If the justices decide the case on the merits, they probably will not limit retrospective damages to just three years in some cases, Ervin said.

Justices to mend circuit split

Nealy sued the music labels in 2018 for damages that accrued from the infringement of his music while he was serving a lengthy term in prison.
The 11th U.S. Circuit Court of Appeals said Nealy could collect the damages he was seeking. Nealy v. Warner Chappell Music Inc., 60 F.4th 1325 (11th Cir. 2023).
That decision conflicted with the 2nd U.S. Circuit Court of Appeals' reasoning in Sohm v. Scholastic Inc., 959 F.3d 39 (2d Cir. 2020), that even in cases in which there is a legitimate reason for the late discovery of infringement, relief can be based only on a specific "lookback period."

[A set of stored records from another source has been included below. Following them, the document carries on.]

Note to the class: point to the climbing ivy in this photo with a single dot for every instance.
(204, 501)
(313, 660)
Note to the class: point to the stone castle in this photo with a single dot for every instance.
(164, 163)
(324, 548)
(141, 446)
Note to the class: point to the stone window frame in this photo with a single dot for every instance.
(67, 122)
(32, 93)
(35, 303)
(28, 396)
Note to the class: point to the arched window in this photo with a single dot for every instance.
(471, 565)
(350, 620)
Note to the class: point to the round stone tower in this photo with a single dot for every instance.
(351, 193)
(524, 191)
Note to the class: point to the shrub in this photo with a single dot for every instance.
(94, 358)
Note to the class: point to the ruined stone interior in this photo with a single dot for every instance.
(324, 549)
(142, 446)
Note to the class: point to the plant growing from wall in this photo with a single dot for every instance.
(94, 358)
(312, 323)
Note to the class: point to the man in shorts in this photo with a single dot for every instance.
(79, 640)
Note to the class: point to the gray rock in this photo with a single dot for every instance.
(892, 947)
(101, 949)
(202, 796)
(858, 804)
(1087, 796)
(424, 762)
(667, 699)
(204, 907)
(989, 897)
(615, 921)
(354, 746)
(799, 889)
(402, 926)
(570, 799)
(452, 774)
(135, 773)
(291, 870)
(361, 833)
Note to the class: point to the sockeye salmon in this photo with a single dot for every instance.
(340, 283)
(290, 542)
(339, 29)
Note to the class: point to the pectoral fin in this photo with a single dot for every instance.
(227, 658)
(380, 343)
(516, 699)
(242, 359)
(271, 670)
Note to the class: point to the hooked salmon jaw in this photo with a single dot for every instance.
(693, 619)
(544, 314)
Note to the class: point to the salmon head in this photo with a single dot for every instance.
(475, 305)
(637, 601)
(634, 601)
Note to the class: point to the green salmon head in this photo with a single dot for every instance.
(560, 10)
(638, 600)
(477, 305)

The 2nd Circuit relied on Petrella v. Metro-Goldwyn-Mayer Inc., 572 U.S. 663 (2014), in which the Supreme Court said that "infringement is actionable within three years, and only three years, of its occurrence."
The 11th Circuit, however, relied on the 9th U.S. Circuit Court of Appeals' decision in Starz Entertainment LLC v. MGM Domestic Television Distribution LLC, 39 F.4th 1236 (9th Cir. 2022), which said damages can be calculated based on late discoveries.
Barry Werbin, an attorney at Herrick Feinstein LLP who also is not involved in the case, said "There is an urgent need to establish a single, consistent standard among the circuits on this critical copyright damages issue."
He said the need for clarity in the courts and a concern over too much leniency for infringers will guide the Supreme Court's decision.
"Defendants within the jurisdictions of courts following the 2nd Circuit's position can arguably infringe with impunity, knowing that upon discovery of their actions their liability would be limited to only a three-year lookback for damages," Werbin said.
Attorney Ivy Estoesta of Sterne, Kessler, Goldstein & Fox PLLC, also not involved in the case, offered her observations.
"Many hope that whatever the Supreme Court decides, its ruling will clarify the issue and resolve the circuit split," she said. "Until then, copyright owners hoping to recover damages that occurred more than three years before the timely filing of a suit … will likely continue forum shopping, favoring bringing suit in the 9th or 11th Circuit over the 2nd Circuit."